Even TeamGB Deputy Chef de Mission Sir Clive Woodward was getting in the mood, admitting to i while walking through the entrance: "I've just been checking the beach volleyballers in. Someone's got to do it."
"The Globe" bar and social area has already become a hub. There are pool tables, computer games and movie nights but – with the small matter of gold medals to be won – the bar serves only the produce of its leading soft drinks manufacturer sponsor.
The most sought-after rooms are the ones nearest to the 5,000-seater dining room. At one end, inevitably, is a sizeable McDonalds. Karen Pickering, the former Olympic swimmer, who was involved in deciding who would get the catering contract, said the mood in the athletes' village slowly changes as more and more competitors finish. "The social areas get busier, the queues in the shops get longer. And people stampede towards the McDonalds."

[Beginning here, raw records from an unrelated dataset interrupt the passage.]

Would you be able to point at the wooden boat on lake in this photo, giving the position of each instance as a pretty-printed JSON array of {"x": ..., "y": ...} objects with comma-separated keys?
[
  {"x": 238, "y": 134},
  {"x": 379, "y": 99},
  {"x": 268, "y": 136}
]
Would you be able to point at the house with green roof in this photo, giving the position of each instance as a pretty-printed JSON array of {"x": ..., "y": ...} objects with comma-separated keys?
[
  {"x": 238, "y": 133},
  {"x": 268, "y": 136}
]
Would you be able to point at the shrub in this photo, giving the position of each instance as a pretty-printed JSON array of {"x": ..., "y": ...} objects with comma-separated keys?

At the Paris "Chariots of Fire" Games in 1924, a number of cabins were built near the stadium to house visiting athletes, but as with so much Olympic symbolism, it was Hitler at the Berlin Games of 1936 that ratcheted up the significance of the Athletes' Village.
The Nazis constructed 145 one- and two-storey apartment buildings, with a theatre, hospital and other amenities. Only ruins remain now, although Jesse Owens' house has been restored.